Anyone who has seen the TV interview they gave on Monday will know their remorse is genuine. Greig, in particular, comes across as distraught, her concern only for Ms Saldahna’s family, the horror of what has happened etched across her exhausted, tear-stained face. I found it particularly concerning that she has been reading coverage online in an effort, she says, to learn more about Ms Saldanha. Her mental state appears far too fragile to be able to cope with the bile that has been directed towards her and Christian on the internet, where people so often leave their kid gloves next to the keyboard.
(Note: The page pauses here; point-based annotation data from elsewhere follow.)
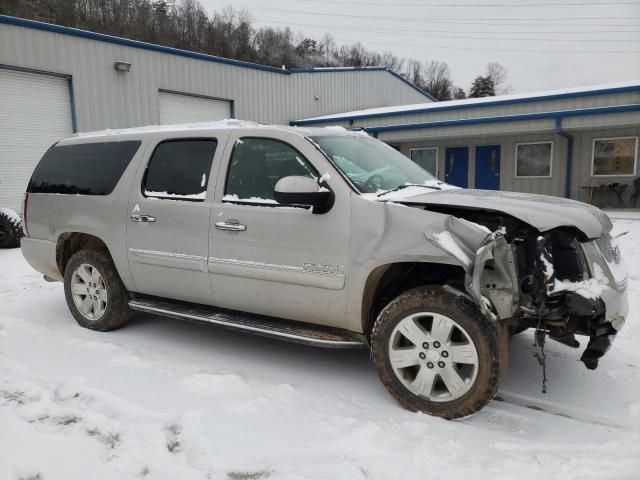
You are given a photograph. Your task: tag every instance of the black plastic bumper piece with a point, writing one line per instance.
(598, 345)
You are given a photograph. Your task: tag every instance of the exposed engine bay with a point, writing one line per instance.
(555, 281)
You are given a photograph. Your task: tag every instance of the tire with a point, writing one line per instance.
(452, 366)
(104, 306)
(10, 229)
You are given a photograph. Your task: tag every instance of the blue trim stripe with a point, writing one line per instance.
(101, 37)
(464, 106)
(634, 107)
(334, 69)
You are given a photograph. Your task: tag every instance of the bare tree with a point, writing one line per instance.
(414, 72)
(438, 80)
(498, 74)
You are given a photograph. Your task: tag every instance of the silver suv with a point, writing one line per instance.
(325, 237)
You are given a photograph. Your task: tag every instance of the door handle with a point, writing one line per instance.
(143, 218)
(231, 226)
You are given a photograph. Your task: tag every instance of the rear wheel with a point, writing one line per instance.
(436, 353)
(10, 229)
(94, 292)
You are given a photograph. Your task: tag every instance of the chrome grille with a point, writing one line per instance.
(609, 252)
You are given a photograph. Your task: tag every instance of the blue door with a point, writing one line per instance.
(488, 167)
(456, 166)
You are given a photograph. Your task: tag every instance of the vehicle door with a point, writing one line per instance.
(275, 259)
(168, 220)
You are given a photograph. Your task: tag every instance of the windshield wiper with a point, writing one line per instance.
(400, 187)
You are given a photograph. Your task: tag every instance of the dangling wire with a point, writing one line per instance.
(540, 337)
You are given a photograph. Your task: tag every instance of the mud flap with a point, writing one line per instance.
(488, 261)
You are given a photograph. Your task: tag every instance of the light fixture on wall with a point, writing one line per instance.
(122, 66)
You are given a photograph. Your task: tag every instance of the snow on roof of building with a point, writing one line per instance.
(619, 87)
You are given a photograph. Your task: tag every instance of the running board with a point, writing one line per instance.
(291, 331)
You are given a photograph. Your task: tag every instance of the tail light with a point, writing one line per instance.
(25, 202)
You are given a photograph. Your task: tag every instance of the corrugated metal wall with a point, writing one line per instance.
(105, 98)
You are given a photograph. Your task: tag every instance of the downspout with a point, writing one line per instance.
(569, 138)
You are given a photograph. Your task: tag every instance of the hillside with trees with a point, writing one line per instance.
(230, 33)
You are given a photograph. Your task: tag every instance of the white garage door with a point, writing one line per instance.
(177, 108)
(35, 112)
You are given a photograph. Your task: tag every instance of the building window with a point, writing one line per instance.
(614, 156)
(534, 159)
(427, 158)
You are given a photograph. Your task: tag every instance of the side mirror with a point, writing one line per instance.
(304, 191)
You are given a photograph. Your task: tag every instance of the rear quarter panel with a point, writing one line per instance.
(51, 215)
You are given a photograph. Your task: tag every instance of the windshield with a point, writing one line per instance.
(372, 165)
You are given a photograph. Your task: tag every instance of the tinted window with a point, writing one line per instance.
(256, 166)
(86, 169)
(180, 169)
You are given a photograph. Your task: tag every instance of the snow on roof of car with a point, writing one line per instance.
(228, 124)
(605, 88)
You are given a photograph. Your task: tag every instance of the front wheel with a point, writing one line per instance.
(435, 352)
(94, 292)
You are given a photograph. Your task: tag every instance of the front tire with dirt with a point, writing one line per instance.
(94, 291)
(435, 352)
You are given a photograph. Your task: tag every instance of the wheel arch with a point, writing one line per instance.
(69, 243)
(387, 281)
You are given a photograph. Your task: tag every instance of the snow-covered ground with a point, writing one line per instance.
(164, 399)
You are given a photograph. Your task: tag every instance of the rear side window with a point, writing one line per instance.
(85, 169)
(179, 170)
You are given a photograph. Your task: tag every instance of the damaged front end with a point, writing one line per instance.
(556, 281)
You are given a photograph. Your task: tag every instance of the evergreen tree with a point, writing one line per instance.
(459, 93)
(482, 87)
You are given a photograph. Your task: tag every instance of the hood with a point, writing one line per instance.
(540, 211)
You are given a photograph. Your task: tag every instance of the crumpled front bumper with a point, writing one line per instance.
(603, 259)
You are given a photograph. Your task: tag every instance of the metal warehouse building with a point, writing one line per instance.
(580, 143)
(56, 80)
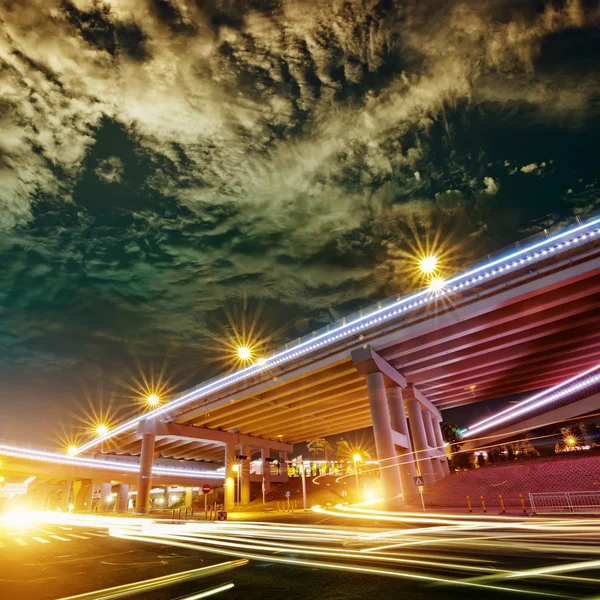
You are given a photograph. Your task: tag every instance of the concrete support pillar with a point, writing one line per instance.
(65, 496)
(83, 490)
(283, 464)
(142, 501)
(439, 440)
(106, 500)
(417, 429)
(434, 453)
(245, 475)
(406, 460)
(230, 477)
(122, 498)
(189, 498)
(264, 454)
(382, 430)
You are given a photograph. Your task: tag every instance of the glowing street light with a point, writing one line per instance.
(428, 264)
(244, 353)
(153, 400)
(101, 430)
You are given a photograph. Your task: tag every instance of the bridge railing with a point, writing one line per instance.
(565, 502)
(490, 257)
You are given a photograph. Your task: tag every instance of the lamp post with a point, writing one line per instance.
(357, 458)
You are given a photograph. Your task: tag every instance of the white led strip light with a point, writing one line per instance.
(553, 245)
(537, 400)
(52, 457)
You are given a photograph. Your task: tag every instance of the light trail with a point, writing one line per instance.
(462, 551)
(139, 587)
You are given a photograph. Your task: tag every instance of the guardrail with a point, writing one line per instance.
(565, 502)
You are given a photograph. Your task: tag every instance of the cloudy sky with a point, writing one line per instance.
(163, 162)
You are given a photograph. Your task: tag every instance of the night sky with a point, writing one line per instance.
(165, 163)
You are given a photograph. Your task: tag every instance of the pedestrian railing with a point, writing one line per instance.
(567, 502)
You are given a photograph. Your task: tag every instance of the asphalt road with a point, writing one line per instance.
(48, 562)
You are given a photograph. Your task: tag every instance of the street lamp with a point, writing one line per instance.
(428, 264)
(357, 458)
(153, 400)
(244, 353)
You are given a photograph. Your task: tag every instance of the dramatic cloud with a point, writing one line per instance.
(161, 157)
(491, 187)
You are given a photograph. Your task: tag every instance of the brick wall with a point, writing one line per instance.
(562, 473)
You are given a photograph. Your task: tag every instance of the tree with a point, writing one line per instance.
(319, 446)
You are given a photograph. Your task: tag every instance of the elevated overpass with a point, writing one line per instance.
(36, 471)
(521, 321)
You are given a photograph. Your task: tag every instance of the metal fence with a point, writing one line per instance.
(568, 502)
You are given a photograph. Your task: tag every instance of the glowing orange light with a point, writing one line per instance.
(428, 264)
(244, 353)
(101, 430)
(153, 400)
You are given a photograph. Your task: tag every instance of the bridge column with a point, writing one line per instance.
(142, 501)
(384, 443)
(432, 442)
(245, 475)
(122, 498)
(230, 477)
(406, 460)
(65, 496)
(83, 491)
(106, 504)
(283, 464)
(439, 441)
(189, 498)
(264, 454)
(417, 428)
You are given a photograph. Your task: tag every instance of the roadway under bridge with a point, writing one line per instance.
(521, 322)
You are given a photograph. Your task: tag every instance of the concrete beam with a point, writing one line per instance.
(367, 361)
(213, 435)
(400, 439)
(420, 397)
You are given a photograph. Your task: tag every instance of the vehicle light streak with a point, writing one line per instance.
(172, 541)
(138, 587)
(540, 399)
(416, 553)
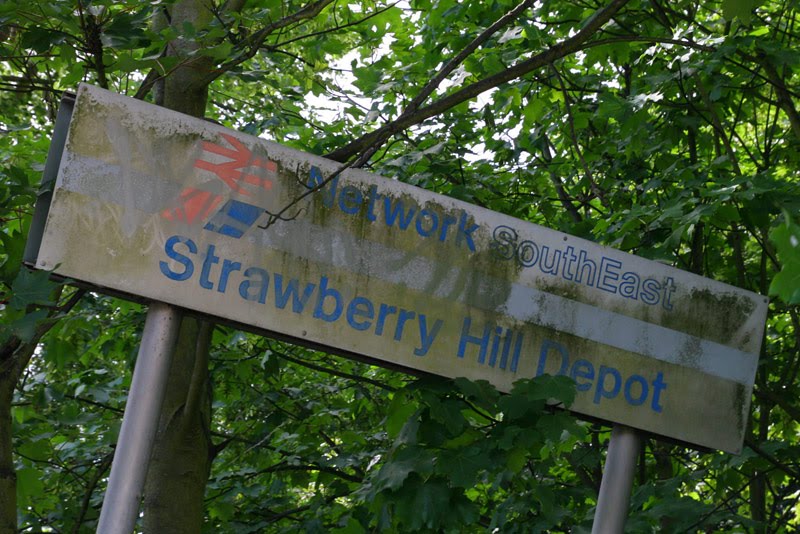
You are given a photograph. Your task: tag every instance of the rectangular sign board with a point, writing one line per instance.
(156, 204)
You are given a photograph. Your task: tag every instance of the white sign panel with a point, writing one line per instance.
(160, 205)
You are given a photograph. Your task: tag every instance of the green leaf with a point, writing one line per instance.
(741, 9)
(398, 413)
(460, 467)
(29, 484)
(786, 284)
(395, 471)
(31, 287)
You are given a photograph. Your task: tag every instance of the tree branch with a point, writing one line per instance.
(255, 41)
(555, 52)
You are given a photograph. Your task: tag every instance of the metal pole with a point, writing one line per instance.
(615, 489)
(140, 422)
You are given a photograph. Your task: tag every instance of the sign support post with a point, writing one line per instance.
(140, 422)
(615, 489)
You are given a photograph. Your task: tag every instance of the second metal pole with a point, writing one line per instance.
(615, 489)
(140, 422)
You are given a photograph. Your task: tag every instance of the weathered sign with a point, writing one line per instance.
(159, 205)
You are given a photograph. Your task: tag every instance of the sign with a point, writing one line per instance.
(158, 205)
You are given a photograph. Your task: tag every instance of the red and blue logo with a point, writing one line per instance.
(235, 217)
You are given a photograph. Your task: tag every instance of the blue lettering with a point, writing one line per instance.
(465, 233)
(634, 379)
(188, 266)
(609, 270)
(466, 337)
(360, 307)
(629, 286)
(426, 338)
(546, 346)
(601, 390)
(394, 211)
(434, 224)
(504, 242)
(205, 272)
(323, 293)
(255, 290)
(228, 267)
(350, 200)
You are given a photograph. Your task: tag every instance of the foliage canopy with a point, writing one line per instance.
(667, 129)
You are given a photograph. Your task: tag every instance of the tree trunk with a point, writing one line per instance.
(8, 477)
(180, 464)
(181, 460)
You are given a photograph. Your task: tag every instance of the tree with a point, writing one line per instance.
(666, 129)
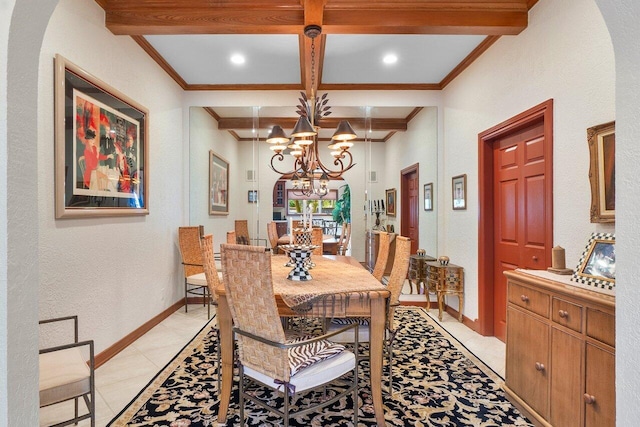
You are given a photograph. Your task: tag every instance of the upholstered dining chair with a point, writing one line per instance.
(65, 374)
(345, 237)
(195, 282)
(213, 282)
(272, 233)
(269, 357)
(384, 243)
(242, 233)
(394, 286)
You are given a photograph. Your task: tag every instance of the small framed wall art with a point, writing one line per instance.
(428, 196)
(459, 192)
(218, 185)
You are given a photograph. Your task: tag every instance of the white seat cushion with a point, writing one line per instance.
(313, 376)
(197, 279)
(63, 375)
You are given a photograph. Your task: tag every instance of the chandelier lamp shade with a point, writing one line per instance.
(309, 174)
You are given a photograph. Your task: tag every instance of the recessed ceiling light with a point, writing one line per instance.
(390, 59)
(237, 59)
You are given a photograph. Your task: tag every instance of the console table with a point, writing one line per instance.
(418, 273)
(446, 280)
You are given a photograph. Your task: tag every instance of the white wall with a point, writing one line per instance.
(564, 54)
(114, 273)
(419, 144)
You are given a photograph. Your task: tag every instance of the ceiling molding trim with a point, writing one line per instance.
(466, 62)
(153, 53)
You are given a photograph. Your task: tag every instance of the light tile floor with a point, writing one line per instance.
(120, 379)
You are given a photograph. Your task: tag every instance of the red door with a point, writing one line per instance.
(410, 199)
(520, 226)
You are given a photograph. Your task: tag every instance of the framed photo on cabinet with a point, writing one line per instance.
(602, 168)
(459, 192)
(101, 147)
(218, 185)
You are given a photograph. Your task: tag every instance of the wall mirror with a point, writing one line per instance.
(237, 134)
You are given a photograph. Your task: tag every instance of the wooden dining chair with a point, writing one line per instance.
(394, 286)
(195, 282)
(345, 237)
(272, 233)
(213, 282)
(316, 239)
(267, 355)
(384, 243)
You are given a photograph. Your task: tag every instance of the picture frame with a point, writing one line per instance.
(597, 265)
(390, 196)
(218, 184)
(101, 149)
(428, 196)
(459, 192)
(602, 149)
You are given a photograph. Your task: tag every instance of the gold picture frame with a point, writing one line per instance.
(101, 147)
(602, 150)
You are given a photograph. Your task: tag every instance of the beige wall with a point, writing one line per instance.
(564, 54)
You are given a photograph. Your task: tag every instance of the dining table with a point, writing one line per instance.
(341, 287)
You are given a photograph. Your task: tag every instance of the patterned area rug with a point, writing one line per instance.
(437, 382)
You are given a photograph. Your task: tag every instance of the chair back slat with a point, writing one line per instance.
(384, 242)
(249, 291)
(209, 264)
(398, 275)
(189, 240)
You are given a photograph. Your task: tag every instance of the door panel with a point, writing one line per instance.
(519, 207)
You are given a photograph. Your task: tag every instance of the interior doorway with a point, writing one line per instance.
(516, 207)
(410, 205)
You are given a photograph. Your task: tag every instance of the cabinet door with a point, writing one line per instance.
(566, 370)
(600, 391)
(527, 359)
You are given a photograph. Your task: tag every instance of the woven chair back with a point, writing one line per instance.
(316, 239)
(242, 231)
(398, 275)
(345, 236)
(209, 263)
(272, 232)
(384, 242)
(189, 241)
(249, 291)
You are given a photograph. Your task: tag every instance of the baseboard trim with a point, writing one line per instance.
(104, 356)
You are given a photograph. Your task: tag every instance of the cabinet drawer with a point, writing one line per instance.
(566, 314)
(601, 326)
(530, 299)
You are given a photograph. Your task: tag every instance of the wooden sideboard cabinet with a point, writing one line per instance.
(560, 362)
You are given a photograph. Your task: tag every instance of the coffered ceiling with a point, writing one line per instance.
(197, 42)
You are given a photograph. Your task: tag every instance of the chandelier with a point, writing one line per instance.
(309, 174)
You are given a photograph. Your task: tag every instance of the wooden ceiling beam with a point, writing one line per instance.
(358, 123)
(147, 17)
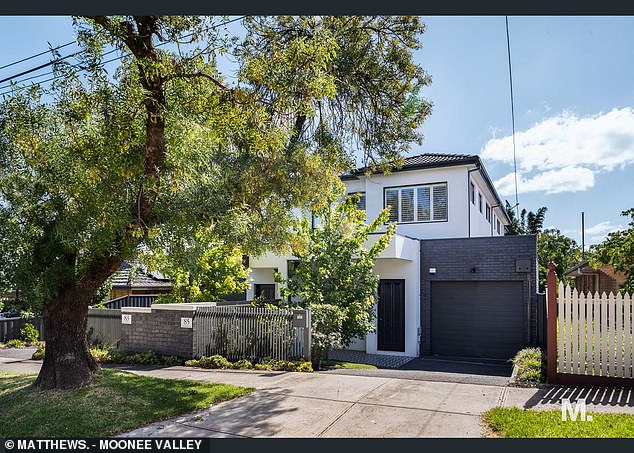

And still the hate keeps coming: their remorse was just for the cameras (it wasn’t); they must have been paid (they weren’t); they don’t deserve to be looked after and counselled (they do).

When things go wrong, it is human nature to hunt out someone to blame. We are angry, we want answers and we want a monster to point at and say “you did this”. But blaming the DJs – whose superiors and radio station lawyers should have told them not to go ahead with the prank – solves nothing. Instead, it creates a vicious cycle of publicly played out nastiness that threatens to become as dangerous as the ill-conceived prank was in the first place.

The two DJs have been lambasted from every corner of the globe for their lack of compassion towards Jacintha Saldanha, but now we are failing to show these two young people that same compassion.

Every day for the rest of their lives, Mel Greig and Michael Christian will awaken to the knowledge that they may have caused the death of another person. That, surely, is more than enough.